An official with the Saudi-backed forces said later on Sunday that at least 14 of their fighters had been killed in fighting and more than 30 wounded during the offensive.
Yemen's presidency on Saturday announced the retaking of resource-rich Hadramawt, following an apparent retreat of the STC.
Riyadh-aligned government military officials on Saturday also said authorities in neighbouring Mahra province had switched back their allegiance without any resistance.
On Sunday, Saudi-backed forces were consolidating positions in Mukalla, the capital of Hadramawt province, two government military officials said.
But amid the chaos of the fighting and rapid retreats, a law enforcement official in Mukalla said that at least 18 suspected militants affiliated with al Qaeda had escaped from a local detention centre in the port city.
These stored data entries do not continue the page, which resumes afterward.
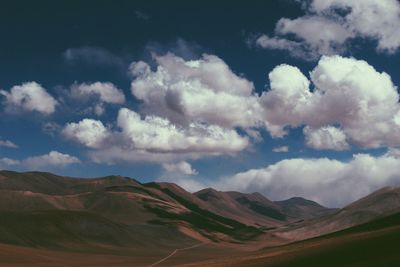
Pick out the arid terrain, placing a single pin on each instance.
(49, 220)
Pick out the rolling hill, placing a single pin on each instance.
(127, 220)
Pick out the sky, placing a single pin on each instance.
(284, 97)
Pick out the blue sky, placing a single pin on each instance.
(254, 96)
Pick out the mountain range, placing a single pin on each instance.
(118, 221)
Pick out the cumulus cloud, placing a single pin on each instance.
(50, 160)
(327, 137)
(95, 56)
(349, 93)
(182, 167)
(204, 90)
(30, 96)
(89, 132)
(107, 92)
(280, 149)
(153, 138)
(158, 134)
(342, 20)
(7, 143)
(100, 92)
(330, 182)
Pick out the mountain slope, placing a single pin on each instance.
(381, 203)
(301, 208)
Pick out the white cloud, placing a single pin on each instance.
(95, 56)
(294, 48)
(6, 162)
(182, 167)
(348, 92)
(158, 134)
(280, 149)
(30, 96)
(204, 90)
(341, 21)
(52, 159)
(327, 137)
(153, 138)
(89, 132)
(96, 94)
(107, 92)
(7, 143)
(330, 182)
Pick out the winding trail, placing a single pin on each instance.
(174, 252)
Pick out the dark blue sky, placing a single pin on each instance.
(61, 43)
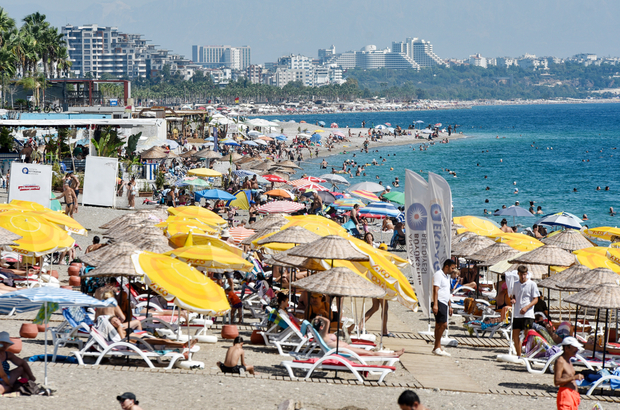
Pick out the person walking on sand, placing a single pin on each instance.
(564, 375)
(524, 297)
(131, 193)
(128, 401)
(409, 400)
(233, 355)
(441, 303)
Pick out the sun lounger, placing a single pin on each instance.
(99, 347)
(336, 363)
(324, 350)
(75, 327)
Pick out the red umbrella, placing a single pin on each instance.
(281, 207)
(274, 178)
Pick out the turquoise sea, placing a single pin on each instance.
(548, 150)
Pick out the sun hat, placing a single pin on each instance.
(4, 338)
(571, 341)
(126, 396)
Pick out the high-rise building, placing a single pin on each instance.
(326, 53)
(97, 50)
(369, 58)
(422, 53)
(478, 61)
(236, 58)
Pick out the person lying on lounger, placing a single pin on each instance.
(233, 355)
(321, 324)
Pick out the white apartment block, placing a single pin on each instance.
(477, 60)
(369, 58)
(236, 58)
(97, 50)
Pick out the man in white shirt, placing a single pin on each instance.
(525, 296)
(441, 303)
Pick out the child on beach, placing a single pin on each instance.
(234, 353)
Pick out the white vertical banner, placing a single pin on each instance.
(100, 181)
(440, 201)
(31, 182)
(418, 240)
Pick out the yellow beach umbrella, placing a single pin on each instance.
(39, 237)
(27, 205)
(607, 233)
(596, 250)
(524, 246)
(10, 207)
(477, 225)
(196, 239)
(184, 228)
(613, 254)
(593, 261)
(204, 172)
(62, 220)
(181, 284)
(210, 257)
(197, 212)
(181, 219)
(506, 237)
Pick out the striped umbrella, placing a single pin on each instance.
(285, 207)
(240, 233)
(50, 299)
(365, 195)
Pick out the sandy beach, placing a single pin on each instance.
(471, 378)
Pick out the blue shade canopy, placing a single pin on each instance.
(32, 299)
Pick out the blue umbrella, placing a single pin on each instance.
(214, 194)
(35, 298)
(513, 211)
(380, 208)
(244, 173)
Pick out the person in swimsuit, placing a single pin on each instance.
(564, 375)
(321, 324)
(70, 199)
(233, 355)
(8, 377)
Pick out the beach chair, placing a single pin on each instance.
(398, 243)
(293, 336)
(352, 229)
(317, 342)
(480, 328)
(75, 327)
(336, 363)
(607, 381)
(100, 347)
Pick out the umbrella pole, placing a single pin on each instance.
(148, 301)
(596, 334)
(576, 321)
(45, 344)
(605, 336)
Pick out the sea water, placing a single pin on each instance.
(546, 151)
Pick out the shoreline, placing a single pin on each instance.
(459, 105)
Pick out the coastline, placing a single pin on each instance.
(431, 105)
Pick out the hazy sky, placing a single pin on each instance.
(272, 28)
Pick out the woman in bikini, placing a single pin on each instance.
(8, 377)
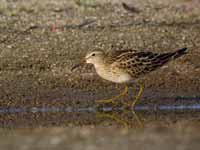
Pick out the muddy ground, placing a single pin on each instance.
(41, 40)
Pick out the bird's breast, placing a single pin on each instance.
(113, 74)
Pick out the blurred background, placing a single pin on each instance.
(43, 104)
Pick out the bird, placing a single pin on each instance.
(126, 66)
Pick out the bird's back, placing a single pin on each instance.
(140, 63)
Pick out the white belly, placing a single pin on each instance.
(116, 76)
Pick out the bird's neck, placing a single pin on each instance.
(100, 65)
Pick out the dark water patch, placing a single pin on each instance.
(182, 107)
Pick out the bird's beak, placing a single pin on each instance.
(82, 62)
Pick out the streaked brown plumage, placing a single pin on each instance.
(127, 65)
(141, 63)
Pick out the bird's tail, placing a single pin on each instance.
(162, 59)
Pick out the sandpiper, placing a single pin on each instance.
(127, 65)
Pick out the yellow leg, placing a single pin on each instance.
(137, 98)
(114, 117)
(123, 93)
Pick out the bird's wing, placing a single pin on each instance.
(117, 55)
(138, 63)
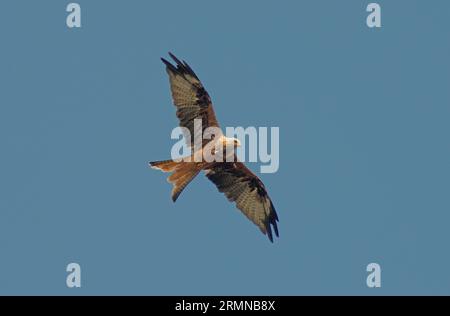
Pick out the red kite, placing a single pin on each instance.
(233, 178)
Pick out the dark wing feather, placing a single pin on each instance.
(189, 96)
(240, 185)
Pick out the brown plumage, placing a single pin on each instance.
(233, 179)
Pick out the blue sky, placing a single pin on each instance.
(363, 117)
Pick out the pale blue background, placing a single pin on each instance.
(364, 124)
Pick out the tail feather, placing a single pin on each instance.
(182, 174)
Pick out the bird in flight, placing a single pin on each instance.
(232, 178)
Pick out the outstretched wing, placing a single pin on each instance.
(190, 97)
(240, 185)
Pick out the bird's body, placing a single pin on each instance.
(230, 176)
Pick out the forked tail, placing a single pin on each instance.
(182, 173)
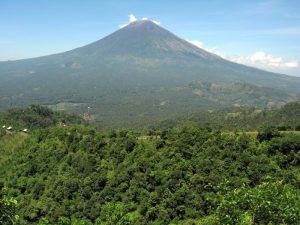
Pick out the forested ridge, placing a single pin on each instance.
(188, 174)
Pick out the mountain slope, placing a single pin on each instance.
(138, 72)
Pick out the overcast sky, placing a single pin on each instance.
(263, 33)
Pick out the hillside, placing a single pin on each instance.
(286, 117)
(136, 75)
(76, 174)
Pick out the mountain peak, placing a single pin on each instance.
(142, 24)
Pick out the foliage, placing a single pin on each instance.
(267, 203)
(8, 208)
(72, 174)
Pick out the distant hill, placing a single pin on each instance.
(35, 117)
(136, 75)
(286, 117)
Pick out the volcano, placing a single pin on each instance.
(141, 72)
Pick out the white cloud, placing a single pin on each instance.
(258, 59)
(197, 43)
(133, 18)
(156, 22)
(266, 61)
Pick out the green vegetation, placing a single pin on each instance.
(188, 174)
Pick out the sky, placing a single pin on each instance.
(260, 33)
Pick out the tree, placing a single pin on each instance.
(8, 208)
(268, 203)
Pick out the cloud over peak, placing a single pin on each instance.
(133, 18)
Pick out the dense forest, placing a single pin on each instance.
(64, 171)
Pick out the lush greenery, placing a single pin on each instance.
(185, 175)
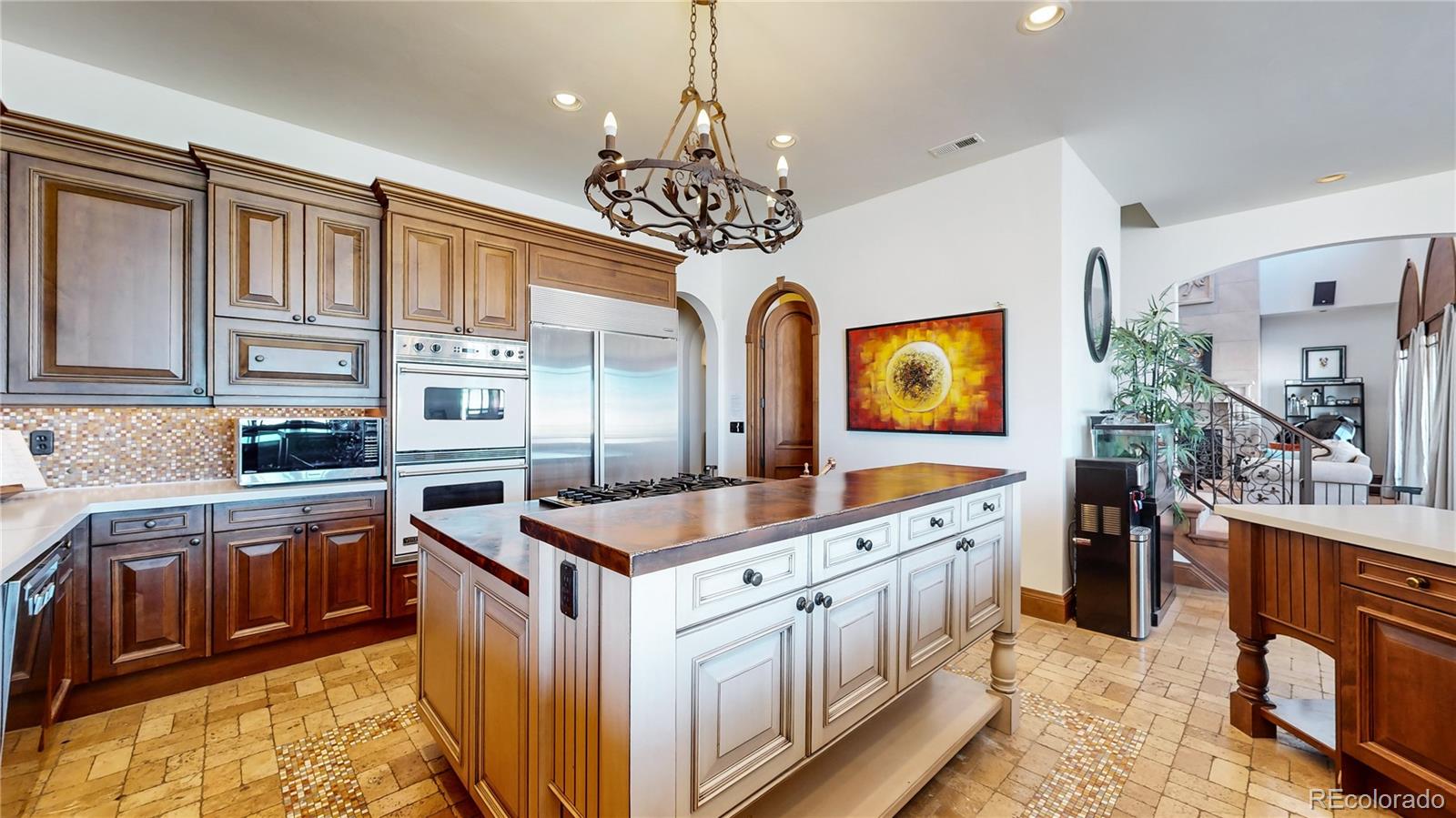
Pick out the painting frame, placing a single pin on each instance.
(997, 363)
Local residents also reported that sporadic clashes were taking place between forces loyal to the STC and the Saudi-backed fighters in Mahra province.
'Intense' strikes
Riyadh and Abu Dhabi have long supported rival groups in Yemen's divided government.
A December offensive by the STC, in which it took control of Hadramawt and Mahra, angered Saudi Arabia, exposing fissures in the ties between the two oil-rich powers.
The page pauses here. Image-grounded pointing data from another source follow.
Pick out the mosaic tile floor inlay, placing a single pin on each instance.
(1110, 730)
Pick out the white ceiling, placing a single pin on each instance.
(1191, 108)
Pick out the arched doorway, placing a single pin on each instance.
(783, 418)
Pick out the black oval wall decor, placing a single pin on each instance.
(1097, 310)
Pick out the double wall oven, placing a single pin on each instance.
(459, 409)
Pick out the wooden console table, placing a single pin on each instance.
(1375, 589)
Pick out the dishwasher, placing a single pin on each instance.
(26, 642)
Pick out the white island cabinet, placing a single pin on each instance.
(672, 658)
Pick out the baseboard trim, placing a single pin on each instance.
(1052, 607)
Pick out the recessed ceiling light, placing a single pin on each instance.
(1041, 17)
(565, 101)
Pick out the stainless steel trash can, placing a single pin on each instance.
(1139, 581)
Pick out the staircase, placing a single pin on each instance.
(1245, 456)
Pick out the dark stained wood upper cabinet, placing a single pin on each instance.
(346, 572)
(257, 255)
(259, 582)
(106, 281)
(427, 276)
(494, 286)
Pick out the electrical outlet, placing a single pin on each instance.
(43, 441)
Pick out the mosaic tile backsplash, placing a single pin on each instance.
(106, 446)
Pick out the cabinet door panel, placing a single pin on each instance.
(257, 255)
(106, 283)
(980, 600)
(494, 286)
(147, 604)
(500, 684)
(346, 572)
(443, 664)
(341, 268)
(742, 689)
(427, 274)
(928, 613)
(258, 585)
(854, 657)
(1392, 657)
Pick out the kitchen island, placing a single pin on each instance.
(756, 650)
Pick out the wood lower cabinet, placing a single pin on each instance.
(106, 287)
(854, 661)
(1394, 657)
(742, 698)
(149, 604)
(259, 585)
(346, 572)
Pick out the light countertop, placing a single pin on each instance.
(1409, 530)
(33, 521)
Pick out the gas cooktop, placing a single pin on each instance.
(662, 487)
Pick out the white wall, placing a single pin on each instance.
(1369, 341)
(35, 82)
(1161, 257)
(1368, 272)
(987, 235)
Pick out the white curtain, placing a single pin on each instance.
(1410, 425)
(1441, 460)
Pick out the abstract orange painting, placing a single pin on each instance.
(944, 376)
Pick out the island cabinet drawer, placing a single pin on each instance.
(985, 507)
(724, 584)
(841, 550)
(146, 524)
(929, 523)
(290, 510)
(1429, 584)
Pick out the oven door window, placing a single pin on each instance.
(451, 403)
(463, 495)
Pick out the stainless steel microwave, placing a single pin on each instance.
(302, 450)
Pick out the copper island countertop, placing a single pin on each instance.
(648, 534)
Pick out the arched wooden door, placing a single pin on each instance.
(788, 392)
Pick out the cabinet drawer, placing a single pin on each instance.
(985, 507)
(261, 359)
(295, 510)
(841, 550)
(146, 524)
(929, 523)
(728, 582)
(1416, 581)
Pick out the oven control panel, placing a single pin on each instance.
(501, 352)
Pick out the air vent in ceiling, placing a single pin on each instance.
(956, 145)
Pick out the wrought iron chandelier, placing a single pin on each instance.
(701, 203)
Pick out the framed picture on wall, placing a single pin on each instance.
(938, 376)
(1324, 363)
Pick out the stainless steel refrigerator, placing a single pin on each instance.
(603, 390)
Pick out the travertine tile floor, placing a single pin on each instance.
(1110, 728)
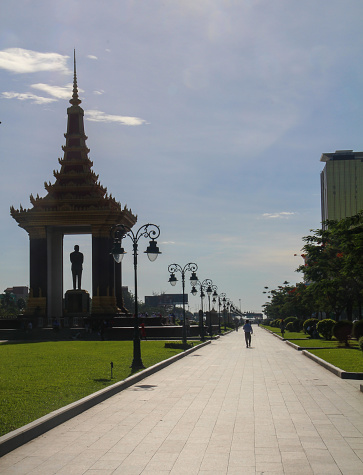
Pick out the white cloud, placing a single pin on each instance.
(55, 91)
(281, 215)
(19, 60)
(27, 96)
(98, 116)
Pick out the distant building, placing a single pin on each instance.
(341, 184)
(166, 299)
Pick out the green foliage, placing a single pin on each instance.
(178, 345)
(310, 322)
(292, 324)
(334, 267)
(358, 329)
(325, 328)
(288, 300)
(347, 359)
(342, 331)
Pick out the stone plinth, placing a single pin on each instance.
(77, 303)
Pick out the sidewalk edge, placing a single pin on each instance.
(21, 436)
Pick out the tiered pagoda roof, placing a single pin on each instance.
(76, 190)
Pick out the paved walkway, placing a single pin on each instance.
(223, 409)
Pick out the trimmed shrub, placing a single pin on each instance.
(177, 345)
(358, 329)
(292, 324)
(325, 328)
(342, 331)
(275, 323)
(309, 323)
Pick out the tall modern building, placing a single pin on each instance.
(341, 184)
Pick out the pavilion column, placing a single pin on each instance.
(118, 287)
(103, 292)
(37, 302)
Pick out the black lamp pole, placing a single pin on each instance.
(223, 300)
(172, 269)
(118, 232)
(194, 291)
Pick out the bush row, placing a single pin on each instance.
(327, 328)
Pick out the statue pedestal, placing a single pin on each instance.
(77, 303)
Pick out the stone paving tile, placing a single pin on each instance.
(222, 410)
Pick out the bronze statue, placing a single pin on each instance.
(77, 261)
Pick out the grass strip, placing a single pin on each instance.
(38, 378)
(347, 359)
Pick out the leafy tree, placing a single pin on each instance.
(334, 265)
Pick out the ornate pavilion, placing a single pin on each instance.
(75, 204)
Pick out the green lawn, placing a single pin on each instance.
(347, 359)
(350, 360)
(37, 378)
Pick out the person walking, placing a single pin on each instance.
(247, 328)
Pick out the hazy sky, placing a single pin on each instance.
(206, 117)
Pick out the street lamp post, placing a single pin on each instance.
(118, 232)
(172, 269)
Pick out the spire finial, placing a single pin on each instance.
(75, 101)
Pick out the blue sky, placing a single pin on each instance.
(205, 117)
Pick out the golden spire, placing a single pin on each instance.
(75, 101)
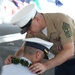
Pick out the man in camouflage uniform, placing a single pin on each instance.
(59, 29)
The Saudi-led coalition launched repeated warnings and air strikes over the past week, including one on an alleged Emirati arms shipment to the separatists.
On Friday, a strike on the Al-Khasha military camp in Hadramawt left 20 dead, according to an earlier toll from the separatist group.
On Saturday, a military official with the STC said Saudi warplanes had carried out "intense" air strikes on another of the group's camps at Barshid, west of Mukalla.
The Yemeni government is a patchwork of groups that includes the separatists, and is held together by shared opposition to the Iran-backed Houthis.
The Houthis pushed the government out of Yemen's capital Sanaa in 2014 and secured control over most of the north.
The Iran-backed group has been at war with the government, backed by a Saudi-led coalition since 2015, in a conflict that has killed hundreds of thousands of Yemenis and triggered a major humanitarian crisis.